Trotz der massiven Kostensteigerungen und Verzögerungen hält der Senat weiter am ursprünglichen Zeitplan fest:
Die Inbetriebnahme soll Ende 2025 beginnen, das Kohlekraftwerk Wedel soll Ende 2026 endgültig abgelöst werden.
Eine Verschiebung um rund ein halbes Jahr – nach Einschätzung des Senats ohne Auswirkungen auf die Versorgungssicherheit.
Diese optimistische Bewertung erscheint jedoch zweifelhaft, wenn man bedenkt, dass der Energiepark Hafen das zentrale Rückgrat des Hamburger Kohleausstiegs darstellen soll.

Unklar, wer die Mehrkosten trägt

Besonders kritisch: Der Senat lässt offen, wer die enormen Mehrkosten tragen wird.
Fest steht bislang nur, dass die Stadt Hamburg selbst „voraussichtlich keine Mehrkosten“ übernimmt. Damit droht die finanzielle Last am Ende bei den Fernwärmekunden zu landen. Zwar seien aktuell keine Preiserhöhungen vorgesehen – das könnte sich jedoch schnell ändern, wenn die Indexwerte ansteigen.

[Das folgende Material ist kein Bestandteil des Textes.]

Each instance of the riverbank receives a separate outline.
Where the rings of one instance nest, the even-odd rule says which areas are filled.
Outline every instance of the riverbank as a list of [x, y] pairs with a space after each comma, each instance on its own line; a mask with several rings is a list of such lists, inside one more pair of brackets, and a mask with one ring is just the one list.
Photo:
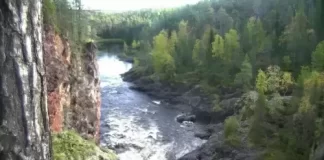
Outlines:
[[[131, 89], [157, 98], [161, 103], [172, 104], [176, 109], [184, 112], [182, 119], [178, 119], [179, 122], [189, 120], [205, 125], [205, 130], [195, 135], [208, 141], [180, 160], [257, 159], [258, 152], [247, 147], [247, 136], [241, 137], [239, 146], [233, 147], [226, 144], [223, 127], [224, 120], [238, 114], [244, 104], [251, 101], [253, 97], [251, 95], [256, 94], [255, 92], [243, 94], [236, 89], [220, 88], [219, 96], [216, 96], [208, 93], [201, 84], [168, 83], [138, 68], [132, 68], [122, 77], [123, 80], [132, 82]], [[241, 135], [247, 135], [244, 124], [241, 126], [243, 127], [239, 132]]]

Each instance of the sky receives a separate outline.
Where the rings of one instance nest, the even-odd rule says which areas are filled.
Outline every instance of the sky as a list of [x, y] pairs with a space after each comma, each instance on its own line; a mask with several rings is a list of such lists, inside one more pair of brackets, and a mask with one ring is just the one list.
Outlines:
[[140, 9], [159, 9], [195, 4], [200, 0], [82, 0], [85, 9], [122, 12]]

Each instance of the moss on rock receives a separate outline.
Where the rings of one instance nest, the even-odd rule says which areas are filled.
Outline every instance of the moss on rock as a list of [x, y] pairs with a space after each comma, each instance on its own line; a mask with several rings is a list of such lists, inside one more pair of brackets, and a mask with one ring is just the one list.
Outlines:
[[52, 135], [54, 160], [117, 160], [116, 154], [101, 149], [92, 141], [83, 139], [74, 131]]

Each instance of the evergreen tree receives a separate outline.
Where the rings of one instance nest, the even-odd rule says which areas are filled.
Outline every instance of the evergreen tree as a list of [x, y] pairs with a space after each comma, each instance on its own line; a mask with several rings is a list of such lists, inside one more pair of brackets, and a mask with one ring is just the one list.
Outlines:
[[312, 54], [312, 66], [317, 71], [324, 71], [324, 41], [317, 45]]
[[251, 17], [245, 28], [245, 51], [248, 53], [252, 67], [255, 68], [257, 54], [263, 51], [265, 44], [265, 31], [260, 19]]
[[229, 32], [225, 34], [224, 50], [225, 59], [232, 61], [233, 65], [235, 65], [235, 60], [237, 61], [237, 58], [240, 57], [240, 42], [236, 30], [230, 29]]
[[212, 43], [213, 57], [225, 59], [224, 40], [220, 35], [215, 35], [215, 41]]
[[256, 89], [259, 93], [264, 94], [268, 90], [267, 76], [260, 69], [256, 79]]
[[202, 64], [201, 56], [201, 40], [196, 39], [194, 49], [192, 51], [192, 61], [198, 66]]
[[266, 96], [261, 91], [259, 92], [259, 97], [254, 108], [252, 123], [249, 130], [249, 139], [255, 146], [266, 145], [266, 108]]
[[282, 42], [286, 45], [294, 72], [300, 66], [308, 65], [311, 60], [311, 43], [313, 42], [313, 30], [309, 28], [307, 17], [303, 10], [299, 10], [282, 35]]
[[241, 72], [237, 73], [235, 76], [234, 83], [242, 85], [245, 89], [251, 87], [252, 81], [252, 66], [249, 57], [245, 55], [244, 61], [241, 66]]

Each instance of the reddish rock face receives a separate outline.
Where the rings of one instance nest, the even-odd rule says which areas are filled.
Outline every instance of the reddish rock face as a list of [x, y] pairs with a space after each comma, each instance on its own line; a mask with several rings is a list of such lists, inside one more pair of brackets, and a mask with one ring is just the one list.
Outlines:
[[44, 63], [47, 102], [52, 132], [74, 129], [83, 137], [99, 140], [100, 82], [96, 46], [86, 44], [71, 56], [67, 40], [45, 29]]
[[52, 28], [45, 28], [43, 44], [50, 128], [53, 132], [60, 132], [64, 121], [63, 108], [70, 105], [67, 100], [70, 97], [69, 46]]

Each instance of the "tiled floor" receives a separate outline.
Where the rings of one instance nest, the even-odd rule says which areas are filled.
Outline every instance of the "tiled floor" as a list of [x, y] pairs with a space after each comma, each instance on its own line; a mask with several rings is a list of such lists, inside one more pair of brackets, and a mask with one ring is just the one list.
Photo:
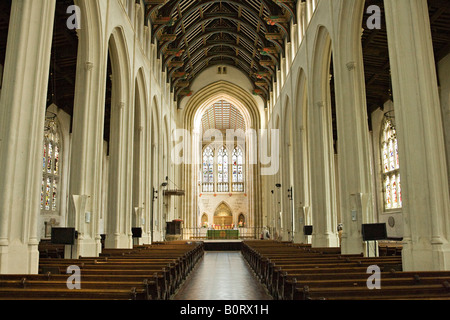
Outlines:
[[173, 300], [271, 300], [240, 252], [205, 252]]

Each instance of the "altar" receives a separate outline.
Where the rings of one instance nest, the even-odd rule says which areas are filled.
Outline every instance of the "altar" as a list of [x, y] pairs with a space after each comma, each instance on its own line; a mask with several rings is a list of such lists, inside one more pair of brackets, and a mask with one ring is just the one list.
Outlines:
[[206, 238], [208, 240], [237, 240], [239, 239], [239, 230], [208, 230]]

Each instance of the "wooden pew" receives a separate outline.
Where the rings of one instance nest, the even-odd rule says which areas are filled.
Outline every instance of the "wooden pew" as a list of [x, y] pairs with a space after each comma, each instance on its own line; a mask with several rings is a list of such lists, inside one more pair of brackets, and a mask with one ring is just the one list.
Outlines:
[[143, 300], [146, 292], [132, 288], [81, 289], [67, 288], [8, 288], [0, 287], [1, 300]]
[[[450, 299], [450, 272], [404, 272], [397, 253], [366, 258], [269, 241], [245, 242], [242, 248], [276, 299]], [[367, 286], [372, 265], [381, 270], [381, 290]]]
[[39, 242], [38, 251], [40, 258], [64, 258], [64, 245], [52, 244], [50, 241]]
[[[133, 262], [132, 260], [130, 262]], [[76, 265], [80, 268], [82, 281], [88, 276], [94, 276], [97, 278], [101, 278], [102, 275], [116, 275], [116, 276], [136, 276], [140, 277], [141, 281], [148, 281], [149, 285], [149, 295], [154, 299], [168, 299], [170, 296], [170, 284], [173, 279], [171, 278], [171, 272], [166, 267], [165, 264], [152, 265], [126, 265], [120, 263], [111, 263], [108, 265], [105, 264], [89, 264], [83, 262], [81, 264], [77, 264], [77, 261], [66, 261], [60, 260], [55, 261], [54, 263], [46, 262], [45, 264], [40, 265], [41, 274], [47, 274], [47, 270], [56, 270], [53, 271], [54, 275], [63, 275], [66, 274], [66, 270], [69, 266]]]
[[[370, 259], [359, 260], [331, 260], [329, 263], [315, 263], [315, 259], [312, 259], [309, 263], [294, 263], [294, 264], [276, 264], [272, 269], [271, 279], [269, 279], [269, 288], [273, 292], [273, 295], [279, 299], [284, 299], [286, 275], [289, 278], [295, 275], [313, 272], [315, 274], [322, 273], [354, 273], [362, 270], [367, 271], [367, 268], [372, 265], [378, 265], [381, 270], [399, 270], [401, 269], [401, 261], [389, 260], [383, 261]], [[367, 276], [368, 277], [368, 276]]]
[[[43, 257], [38, 275], [0, 275], [0, 299], [169, 299], [204, 247], [180, 242], [105, 251], [95, 258]], [[73, 265], [81, 271], [81, 290], [67, 288], [67, 267]]]
[[[317, 274], [313, 276], [290, 274], [286, 276], [284, 297], [285, 300], [317, 299], [317, 294], [319, 293], [315, 291], [316, 288], [327, 288], [330, 292], [334, 292], [333, 288], [365, 288], [365, 290], [369, 290], [367, 288], [369, 276], [367, 273], [330, 273], [327, 275], [322, 274], [320, 277]], [[445, 282], [450, 282], [450, 272], [382, 272], [380, 276], [382, 289], [410, 286], [415, 291], [420, 288], [419, 286], [444, 285]], [[309, 292], [314, 289], [313, 295], [304, 295], [306, 286]]]
[[[108, 292], [112, 295], [118, 294], [119, 296], [123, 296], [123, 293], [126, 292], [128, 295], [125, 295], [126, 299], [131, 300], [152, 300], [153, 297], [150, 296], [151, 290], [149, 289], [149, 283], [147, 279], [143, 281], [103, 281], [100, 278], [93, 281], [82, 281], [81, 290], [83, 293], [93, 293], [93, 290], [101, 290]], [[23, 289], [22, 292], [27, 292], [26, 290], [31, 289], [32, 291], [41, 290], [41, 291], [49, 291], [52, 289], [58, 290], [66, 290], [67, 287], [67, 279], [60, 280], [48, 280], [45, 278], [42, 279], [0, 279], [0, 288], [3, 289], [4, 292], [7, 292], [7, 289]], [[76, 290], [71, 290], [69, 292], [75, 292]], [[14, 290], [15, 294], [19, 295], [21, 290]], [[26, 296], [27, 294], [25, 294]], [[6, 296], [6, 295], [5, 295]], [[77, 296], [79, 297], [79, 296]], [[105, 295], [99, 297], [99, 299], [103, 299]], [[118, 299], [115, 298], [114, 300]], [[86, 298], [90, 298], [87, 296]], [[122, 298], [121, 298], [122, 300]]]
[[[180, 259], [180, 255], [186, 254], [186, 250], [190, 247], [182, 247], [180, 245], [166, 246], [168, 250], [156, 250], [150, 247], [138, 249], [109, 249], [106, 250], [108, 255], [103, 255], [102, 258], [81, 258], [75, 260], [60, 260], [46, 259], [41, 261], [41, 268], [59, 268], [59, 273], [65, 272], [69, 265], [78, 265], [83, 274], [139, 274], [152, 275], [154, 273], [163, 274], [163, 283], [159, 283], [159, 290], [164, 299], [173, 294], [176, 288], [186, 278], [188, 272], [191, 270], [186, 264], [188, 260]], [[194, 248], [195, 249], [195, 248]], [[198, 251], [198, 256], [201, 251]], [[198, 257], [189, 262], [196, 262]], [[58, 272], [57, 272], [58, 273]], [[161, 280], [161, 279], [160, 279]]]
[[380, 256], [401, 256], [403, 245], [398, 241], [379, 241], [378, 252]]
[[294, 300], [450, 300], [450, 284], [384, 285], [380, 290], [367, 287], [310, 287], [296, 288]]
[[[47, 282], [57, 284], [67, 284], [67, 280], [70, 275], [67, 274], [33, 274], [33, 275], [0, 275], [0, 283], [5, 281], [14, 281], [16, 283], [26, 281], [26, 284], [33, 282]], [[92, 286], [98, 286], [98, 283], [102, 283], [105, 287], [114, 287], [118, 284], [120, 287], [132, 287], [142, 286], [147, 290], [147, 298], [151, 300], [161, 300], [162, 293], [159, 286], [161, 285], [158, 276], [155, 274], [152, 278], [148, 278], [147, 275], [112, 275], [112, 274], [81, 274], [81, 287], [90, 288]]]

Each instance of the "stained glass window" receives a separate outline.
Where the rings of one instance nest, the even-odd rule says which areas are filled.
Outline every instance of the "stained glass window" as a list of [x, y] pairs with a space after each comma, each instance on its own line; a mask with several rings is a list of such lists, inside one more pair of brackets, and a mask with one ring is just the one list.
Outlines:
[[239, 147], [233, 150], [232, 171], [233, 192], [244, 192], [244, 154]]
[[222, 147], [217, 153], [217, 191], [228, 192], [229, 189], [228, 150]]
[[58, 123], [45, 121], [44, 150], [42, 157], [41, 210], [57, 213], [59, 210], [59, 180], [61, 169], [61, 145]]
[[400, 181], [400, 161], [397, 132], [392, 121], [386, 120], [381, 134], [381, 154], [383, 165], [384, 208], [402, 208], [402, 189]]
[[203, 192], [214, 192], [214, 152], [210, 147], [203, 151]]

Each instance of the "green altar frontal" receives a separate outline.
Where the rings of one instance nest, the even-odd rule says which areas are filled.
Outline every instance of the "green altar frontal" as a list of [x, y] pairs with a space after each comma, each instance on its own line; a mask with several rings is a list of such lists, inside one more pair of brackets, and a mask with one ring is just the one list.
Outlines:
[[206, 237], [208, 240], [237, 240], [239, 230], [208, 230]]

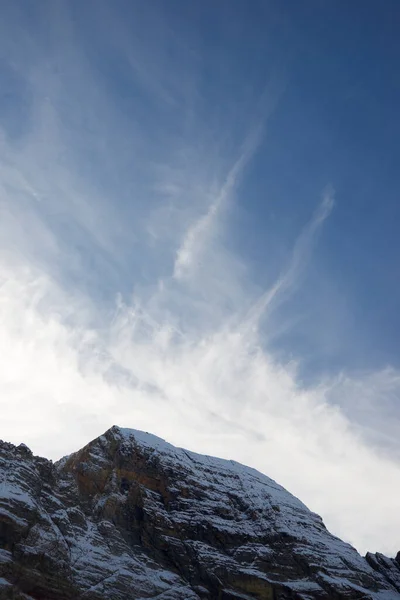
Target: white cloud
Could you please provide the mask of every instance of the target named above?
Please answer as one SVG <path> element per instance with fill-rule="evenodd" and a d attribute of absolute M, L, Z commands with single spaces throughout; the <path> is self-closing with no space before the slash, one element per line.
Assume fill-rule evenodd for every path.
<path fill-rule="evenodd" d="M 330 402 L 343 393 L 347 406 L 365 397 L 376 405 L 388 380 L 398 393 L 398 374 L 302 388 L 296 366 L 263 351 L 257 329 L 243 334 L 238 315 L 182 325 L 169 285 L 145 304 L 120 303 L 95 331 L 85 327 L 96 311 L 87 299 L 3 264 L 3 437 L 58 457 L 113 423 L 152 431 L 259 468 L 361 550 L 393 553 L 400 465 Z"/>
<path fill-rule="evenodd" d="M 301 275 L 309 261 L 315 236 L 332 211 L 333 196 L 333 188 L 328 186 L 310 223 L 304 228 L 294 245 L 289 266 L 274 284 L 262 294 L 249 311 L 247 317 L 248 326 L 257 326 L 260 318 L 276 308 L 279 302 L 284 301 L 285 295 L 287 296 L 299 284 Z"/>
<path fill-rule="evenodd" d="M 204 260 L 202 253 L 210 246 L 217 234 L 218 226 L 221 225 L 221 212 L 227 208 L 244 168 L 257 149 L 262 136 L 262 125 L 262 123 L 257 124 L 246 136 L 240 156 L 229 169 L 223 184 L 208 192 L 207 196 L 211 197 L 211 204 L 207 212 L 185 232 L 174 264 L 174 277 L 177 279 L 188 274 L 193 276 L 194 271 L 197 270 L 196 265 Z"/>
<path fill-rule="evenodd" d="M 132 60 L 147 56 L 145 39 L 139 58 L 127 43 Z M 113 44 L 121 47 L 118 36 Z M 149 125 L 147 135 L 78 60 L 79 39 L 62 54 L 67 79 L 43 73 L 34 49 L 34 68 L 20 73 L 32 86 L 33 126 L 18 140 L 3 132 L 0 146 L 1 436 L 58 458 L 114 423 L 152 431 L 259 468 L 362 551 L 397 551 L 400 461 L 388 423 L 399 374 L 347 373 L 304 386 L 295 362 L 267 350 L 273 309 L 301 285 L 332 192 L 260 294 L 225 242 L 261 121 L 242 146 L 239 135 L 196 122 L 177 74 L 164 70 L 157 80 L 156 53 L 131 77 L 140 67 L 140 85 L 177 104 L 185 127 L 173 135 Z M 73 73 L 79 83 L 65 113 Z M 92 281 L 117 298 L 112 306 Z"/>

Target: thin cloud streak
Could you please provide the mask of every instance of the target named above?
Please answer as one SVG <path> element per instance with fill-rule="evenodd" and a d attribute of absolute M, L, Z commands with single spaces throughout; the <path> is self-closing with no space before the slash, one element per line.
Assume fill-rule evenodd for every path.
<path fill-rule="evenodd" d="M 264 292 L 256 304 L 251 308 L 246 318 L 246 327 L 257 327 L 260 319 L 267 312 L 277 308 L 279 303 L 283 302 L 285 297 L 295 290 L 299 284 L 301 275 L 304 272 L 307 262 L 310 259 L 310 252 L 315 241 L 316 234 L 322 227 L 324 221 L 329 217 L 334 206 L 334 191 L 328 186 L 324 191 L 323 198 L 317 207 L 310 223 L 304 228 L 297 239 L 288 268 L 284 271 L 275 283 Z"/>
<path fill-rule="evenodd" d="M 201 250 L 209 243 L 211 236 L 215 235 L 218 218 L 234 193 L 238 179 L 246 164 L 260 143 L 262 127 L 258 126 L 251 132 L 244 143 L 242 154 L 228 172 L 228 175 L 217 192 L 217 197 L 208 208 L 205 215 L 191 225 L 185 234 L 183 242 L 177 251 L 174 264 L 174 277 L 181 279 L 185 273 L 193 271 L 196 261 L 201 260 Z"/>
<path fill-rule="evenodd" d="M 263 141 L 268 118 L 273 114 L 282 91 L 282 83 L 272 79 L 270 85 L 267 85 L 261 94 L 258 104 L 262 107 L 262 116 L 249 129 L 241 145 L 240 155 L 229 168 L 222 185 L 217 190 L 211 189 L 207 194 L 211 196 L 212 201 L 206 213 L 195 220 L 185 232 L 175 258 L 176 279 L 182 279 L 185 274 L 193 272 L 196 263 L 202 259 L 200 250 L 207 247 L 211 239 L 217 235 L 222 213 L 228 209 L 229 203 L 234 199 L 246 166 Z"/>

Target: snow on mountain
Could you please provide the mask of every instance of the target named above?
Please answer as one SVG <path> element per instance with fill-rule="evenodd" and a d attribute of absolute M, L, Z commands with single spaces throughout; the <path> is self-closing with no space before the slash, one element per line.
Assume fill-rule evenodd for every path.
<path fill-rule="evenodd" d="M 400 600 L 269 477 L 112 427 L 52 464 L 0 443 L 0 599 Z"/>

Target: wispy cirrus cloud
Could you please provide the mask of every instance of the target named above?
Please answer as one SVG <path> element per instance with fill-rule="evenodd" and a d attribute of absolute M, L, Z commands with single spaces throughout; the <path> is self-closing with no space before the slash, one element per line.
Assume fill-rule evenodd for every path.
<path fill-rule="evenodd" d="M 264 95 L 266 92 L 264 92 Z M 272 95 L 272 93 L 271 93 Z M 218 233 L 218 224 L 222 220 L 221 213 L 227 209 L 229 201 L 234 196 L 246 165 L 251 160 L 262 139 L 264 121 L 267 115 L 246 135 L 240 148 L 240 155 L 228 169 L 225 179 L 216 189 L 210 189 L 206 197 L 211 199 L 207 211 L 201 215 L 185 232 L 183 241 L 176 253 L 174 277 L 180 279 L 185 274 L 193 273 L 196 264 L 202 260 L 202 252 L 209 247 L 212 239 Z"/>
<path fill-rule="evenodd" d="M 323 193 L 322 201 L 318 205 L 310 222 L 304 228 L 296 240 L 293 252 L 290 258 L 289 266 L 273 285 L 268 288 L 257 300 L 248 314 L 248 322 L 254 327 L 257 326 L 260 318 L 271 311 L 279 302 L 284 301 L 291 291 L 293 292 L 301 282 L 301 275 L 310 259 L 310 253 L 319 229 L 324 221 L 329 217 L 334 204 L 334 190 L 328 186 Z"/>
<path fill-rule="evenodd" d="M 270 344 L 333 191 L 260 289 L 228 243 L 229 214 L 268 143 L 276 87 L 230 99 L 228 115 L 204 110 L 201 45 L 182 59 L 189 40 L 162 11 L 141 5 L 130 36 L 97 5 L 89 26 L 73 3 L 43 3 L 45 46 L 18 10 L 3 22 L 2 64 L 29 118 L 0 133 L 2 437 L 58 458 L 114 423 L 152 431 L 261 469 L 359 549 L 393 553 L 399 374 L 305 385 L 300 357 Z"/>

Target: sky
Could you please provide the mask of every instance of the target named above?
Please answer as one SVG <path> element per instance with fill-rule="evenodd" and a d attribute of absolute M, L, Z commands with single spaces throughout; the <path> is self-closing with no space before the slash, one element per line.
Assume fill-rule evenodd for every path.
<path fill-rule="evenodd" d="M 397 0 L 3 0 L 0 438 L 114 424 L 400 550 Z"/>

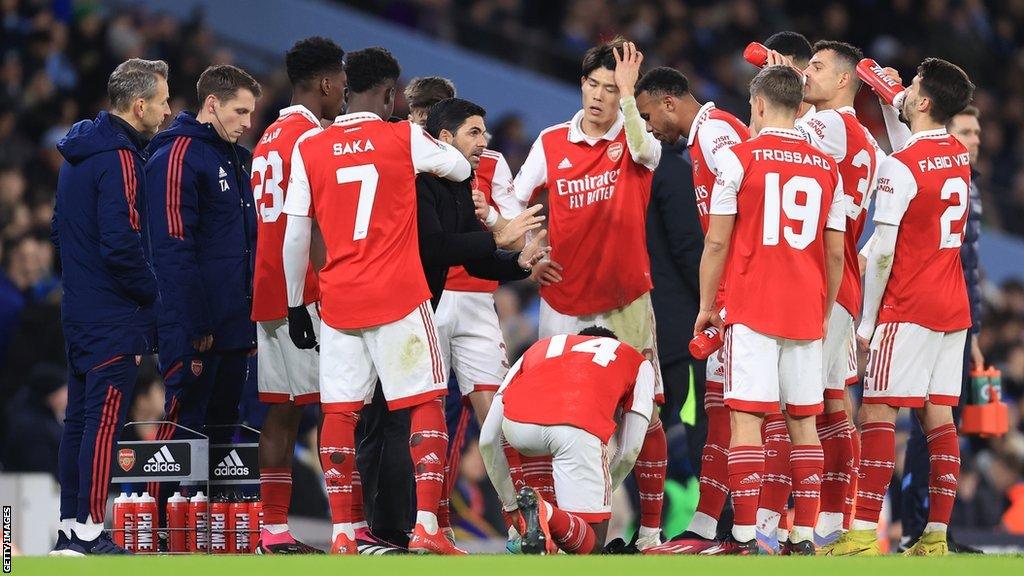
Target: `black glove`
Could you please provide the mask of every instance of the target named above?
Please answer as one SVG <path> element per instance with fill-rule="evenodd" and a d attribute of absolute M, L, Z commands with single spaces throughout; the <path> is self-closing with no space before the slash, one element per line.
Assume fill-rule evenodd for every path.
<path fill-rule="evenodd" d="M 300 350 L 308 350 L 316 346 L 316 332 L 313 332 L 313 320 L 305 306 L 288 307 L 288 336 Z"/>

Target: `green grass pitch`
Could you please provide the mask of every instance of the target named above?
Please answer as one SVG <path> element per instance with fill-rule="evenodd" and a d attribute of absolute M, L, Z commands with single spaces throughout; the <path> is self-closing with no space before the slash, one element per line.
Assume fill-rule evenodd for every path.
<path fill-rule="evenodd" d="M 176 556 L 14 558 L 13 574 L 46 576 L 997 576 L 1024 574 L 1024 556 L 945 558 L 700 558 L 693 556 L 452 557 Z"/>

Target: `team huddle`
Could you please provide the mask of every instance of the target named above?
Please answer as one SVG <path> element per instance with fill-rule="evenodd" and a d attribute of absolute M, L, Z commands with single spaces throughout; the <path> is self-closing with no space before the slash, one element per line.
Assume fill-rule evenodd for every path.
<path fill-rule="evenodd" d="M 292 103 L 253 150 L 251 179 L 224 174 L 245 163 L 248 152 L 235 141 L 260 95 L 241 70 L 218 73 L 233 67 L 211 67 L 219 82 L 205 93 L 200 79 L 203 109 L 156 134 L 144 165 L 121 154 L 122 169 L 145 174 L 146 224 L 138 223 L 127 176 L 124 195 L 108 208 L 124 213 L 123 232 L 139 237 L 140 254 L 151 250 L 155 261 L 158 282 L 127 285 L 145 284 L 129 291 L 137 306 L 152 304 L 159 288 L 168 420 L 198 427 L 229 410 L 232 394 L 221 392 L 220 378 L 244 365 L 254 340 L 259 398 L 270 405 L 260 439 L 261 553 L 319 552 L 288 527 L 301 406 L 319 402 L 331 553 L 465 554 L 448 512 L 458 474 L 451 460 L 460 452 L 449 444 L 462 442 L 449 438 L 445 422 L 450 370 L 467 414 L 481 425 L 480 452 L 510 550 L 599 553 L 612 493 L 633 473 L 636 552 L 880 554 L 894 423 L 908 407 L 927 433 L 931 460 L 928 525 L 909 553 L 946 553 L 959 475 L 952 407 L 971 325 L 959 253 L 970 159 L 946 125 L 974 86 L 936 58 L 923 61 L 904 90 L 894 70 L 868 70 L 860 50 L 843 42 L 812 47 L 780 33 L 758 47 L 748 57 L 762 68 L 750 84 L 749 122 L 699 102 L 677 70 L 641 74 L 643 56 L 631 42 L 592 48 L 582 63 L 582 109 L 541 132 L 516 175 L 486 149 L 485 110 L 456 98 L 450 81 L 414 79 L 405 92 L 409 118 L 392 118 L 394 57 L 381 48 L 346 55 L 324 38 L 289 51 Z M 156 75 L 164 84 L 154 98 L 166 101 L 166 66 Z M 880 97 L 892 155 L 857 119 L 862 79 Z M 211 133 L 221 139 L 211 147 L 217 156 L 194 154 Z M 662 144 L 682 139 L 705 234 L 693 333 L 718 334 L 722 346 L 707 362 L 697 512 L 664 542 L 668 448 L 658 413 L 666 384 L 646 218 Z M 183 164 L 203 161 L 219 176 L 182 194 Z M 240 190 L 251 193 L 239 201 Z M 874 232 L 859 252 L 872 199 Z M 58 195 L 63 214 L 61 202 Z M 226 254 L 206 255 L 207 265 L 190 276 L 201 236 L 229 229 L 203 224 L 202 213 L 239 210 L 252 218 L 251 269 Z M 243 326 L 225 320 L 246 295 L 221 298 L 224 291 L 210 288 L 246 270 L 249 340 Z M 509 359 L 493 292 L 499 281 L 527 277 L 540 285 L 540 339 Z M 144 303 L 140 292 L 152 298 Z M 226 341 L 234 334 L 237 342 Z M 125 345 L 134 348 L 90 351 L 77 365 L 88 374 L 97 365 L 127 374 L 130 355 L 147 349 Z M 209 356 L 211 347 L 219 354 Z M 868 362 L 855 426 L 847 387 L 859 381 L 858 347 Z M 102 363 L 113 354 L 129 361 Z M 220 373 L 217 384 L 204 371 Z M 190 397 L 197 394 L 202 401 Z M 119 429 L 124 410 L 113 409 L 110 419 Z M 385 428 L 398 429 L 403 445 L 385 449 L 394 439 Z M 158 438 L 176 433 L 168 427 Z M 117 437 L 103 436 L 102 427 L 99 439 L 84 434 L 92 436 L 79 439 L 83 446 Z M 368 446 L 381 448 L 368 455 Z M 380 491 L 382 476 L 405 474 L 388 467 L 396 450 L 415 493 L 413 528 L 401 543 L 375 534 L 363 509 L 370 486 L 363 476 L 372 472 Z M 62 497 L 62 521 L 71 519 L 63 546 L 111 553 L 116 545 L 96 528 L 109 474 L 79 475 L 85 505 Z M 167 490 L 151 493 L 166 500 Z M 735 519 L 719 538 L 729 495 Z"/>

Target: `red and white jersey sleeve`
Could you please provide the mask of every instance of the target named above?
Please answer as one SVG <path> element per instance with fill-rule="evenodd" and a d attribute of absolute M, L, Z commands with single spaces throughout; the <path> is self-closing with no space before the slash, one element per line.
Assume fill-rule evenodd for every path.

Projektmanagement unter Druck

Erst nach den jüngsten Enthüllungen hat der Senat die HEnW beauftragt, eine Ursachenanalyse vorzunehmen und das Projektcontrolling zu verstärken – gegebenenfalls mit externer Unterstützung.
Doch dieses Eingreifen kommt viel zu spät. Nach Jahren steigender Baukosten, fehlender Transparenz und verzögerter Kommunikation stellt sich die Frage:
Warum wurde die Bürgerschaft nicht früher und umfassender informiert?

Das Vertrauen in die Kostenplanung des Senats ist massiv beschädigt. Wer Projekte dieser Dimension verantwortet, muss frühzeitig und transparent über Risiken informieren – nicht erst, wenn die Kosten bereits explodiert sind. Der Energiepark Hafen ist zu wichtig, um zum Symbol für Missmanagement zu werden.

Hintergrund

Der Energiepark Hafen soll Hamburgs Wärmewende maßgeblich voranbringen. Das Gas- und Dampfturbinenkraftwerk (GuD Dradenau) soll künftig klimaneutrale Abwärme aus Industrie, Abfallverwertung und Kläranlagen in die Fernwärme einspeisen. Es gilt als zentraler Baustein des Kohleausstiegs bis 2030.
Mit den jüngsten Kostenexplosionen droht das Projekt jedoch, seinen Anspruch als Leuchtturm der Energiewende zu verlieren.